Na segunda parte, Vítor Oliveira lançou Romário Baldé no lugar de Lino e o Gil Vicente poderia ter empatado logo nos primeiros instantes, com Kraev a tirar Rúben Dias da frente e a rematar pouco por cima da baliza de Vlachodimos (49′). O Benfica regressou do intervalo tal e qual como tinha saído para o balneário, pouco ligado ao jogo e sem grande inspiração nem criatividade para colocar a bola entre as linhas do Gil. No meio campo, ainda assim, o marroquino Taarabt — que nesta pausa para as seleções foi titular e capitão da equipa de Marrocos — permanecia um pêndulo consistente, sem falhar passes e a efetuar inúmeros desarmes, numa atitude que se destacava principalmente devido à inferior reação à perda dos colegas de equipa.

[Carregue na imagens para ver alguns dos melhores momentos do Benfica-Gil Vicente:]

O falhanço de Kraev acabou por ser um turning point no jogo: se o médio búlgaro tivesse marcado, a partida ficava empatada logo no início da segunda parte e totalmente relançada; como o médio búlgaro não marcou, o Benfica chegou ao segundo golo poucos minutos depois e acabou por dar uma machadada praticamente decisiva no encontro.
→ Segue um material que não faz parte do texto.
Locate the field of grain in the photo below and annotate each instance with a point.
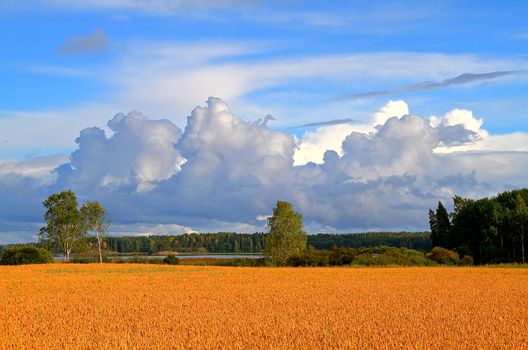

Depois de ter falhado uma grande penalidade e uma oportunidade clara ainda na primeira parte, Pizzi conseguiu chegar ao golo com um remate de primeira no seguimento de um canto batido na direita por Grimaldo (53′) e aumentou a vantagem encarnada sem ainda estarem cumpridos dez minutos da segunda parte.

O ritmo caiu de forma natural a partir do golo de Pizzi, Bruno Lage lançou Caiu Lucas no lugar do desinspirado Rafa e Jota no lugar do azarado Raúl de Tomás (que, tal havia acontecido com o Sp. Braga, viu um defensor adversário roubar-lhe o primeiro golo pelos encarnados) e o Benfica mostrava pouca frescura física, resultante da pausa para as seleções. O Gil Vicente teve mais bola a partir do segundo golo e procurou sempre o reduzir da desvantagem que poderia relançar a partida mas mostrava pouca clareza na hora de fazer entrar o último passe ou de rematar à baliza. O jogo arrastou-se até ao apito final, com as duas equipas a mostrarem muito pouco no derradeiro quarto de hora.

O Benfica somou a segunda vitória consecutiva na antecâmara da receção ao RB Leizpig, esta terça-feira para a Liga dos Campeões, e fica agora à espera daquilo que fazem FC Porto com o Portimonense e Sporting com o Boavista. Sem ser brilhante, a equipa de Bruno Lage conseguiu garantir os três pontos a solucionar vários problemas: solucionou a lesão de Florentino com a aposta em Fejsa, que foi dos melhores dos encarnados; solucionou a dificuldade em criar oportunidades de bola corrida ao tornar-se perigoso de bola parada; e solucionou a carreira de Taarabt, que depois de ter regressado à seleção de Marrocos após quase cinco anos de ausência voltou a ser o melhor jogador do Benfica, tal como já tinha sido há duas semanas em Braga. Pelo meio, tornou-se a solução clara para um setor que não tinha problemas mas que já é difícil de imaginar sem ele.